好神奇……
但隨著走的地方越來越高,心底本能地有點虛,身體也不由自主地抖。
劉洋抖抖地安慰道:“別……別怕……你玩過仙劍嗎?”
“玩過……”一面說,一面緊緊纏住他的胳膊,一步一步往上走。
“你看,這臺階像不像仙劍裡的場景?我們就是遊戲中的主角。”
我喘著大氣同劉洋開玩笑:“想得美……你頂多……頂多是……遊戲裡的配角N。”
好不容易,終於走到祭臺之上。
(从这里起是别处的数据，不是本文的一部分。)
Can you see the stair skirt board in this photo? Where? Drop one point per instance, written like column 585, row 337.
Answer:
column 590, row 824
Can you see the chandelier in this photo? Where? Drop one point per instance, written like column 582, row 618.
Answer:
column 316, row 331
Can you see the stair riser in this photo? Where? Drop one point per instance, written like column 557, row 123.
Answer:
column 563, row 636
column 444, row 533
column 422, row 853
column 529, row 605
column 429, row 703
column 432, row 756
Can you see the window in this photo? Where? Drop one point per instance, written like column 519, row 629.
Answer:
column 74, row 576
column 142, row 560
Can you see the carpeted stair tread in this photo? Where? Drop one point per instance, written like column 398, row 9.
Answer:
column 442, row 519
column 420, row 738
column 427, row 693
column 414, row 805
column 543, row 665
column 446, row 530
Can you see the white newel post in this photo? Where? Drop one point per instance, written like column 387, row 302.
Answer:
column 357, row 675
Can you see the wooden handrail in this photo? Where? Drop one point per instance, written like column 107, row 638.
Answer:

祭壇表面也描繪著淡藍色的花紋,陰陣的穴位在祭壇正中央。遊方在一旁唸咒詞,我依照他給的圖案一起在祭臺畫了個碩大的陰符。符畫完,遊方點燃一張黃紙在陰符上一晃,眨眼間符陰符便消失了,看不出半點端倪。至此天罡三十六陣已全部設定完畢,遊方又掏出幾個黑色的鐵疙瘩,用膠布粘在祭臺四周。
“那是什麼東西?”
遊方在幾個陰陣都裝了那玩意。
“我自制的硫磺炸彈,高科技配古方,能燻到小精小怪絕戶。”
“太狠了點吧。”心上想著,嘴裡已說了出來。
遊方白了我一眼:“蝶妖骨魅害人性命,害人的東西就該被消滅。”
害人性命不假,但……
心裡不悅,也不知道該用什麼話反駁他,只好不再說什麼。
等他安好炸彈,我們三個下了祭臺,躲到將軍潭旁邊幾塊大石頭中間。
遊方說最後一次慶生祭祀之前,所有的骨魅妖蝶都會沉沉地睡上一覺,為即將到來的祭祀做準備,所以我們才這麼順利。一會兒骨魅會全部趕到祭臺,釋放出所有的妖力,助幼妖首次吸收月之華,度過初生之劫。這時候是它們一年中最脆弱的時候,如同老蚌張開蚌殼露出鮮嫩的肉。到時候發動三十六天罡陣,就能將它們一舉殲滅。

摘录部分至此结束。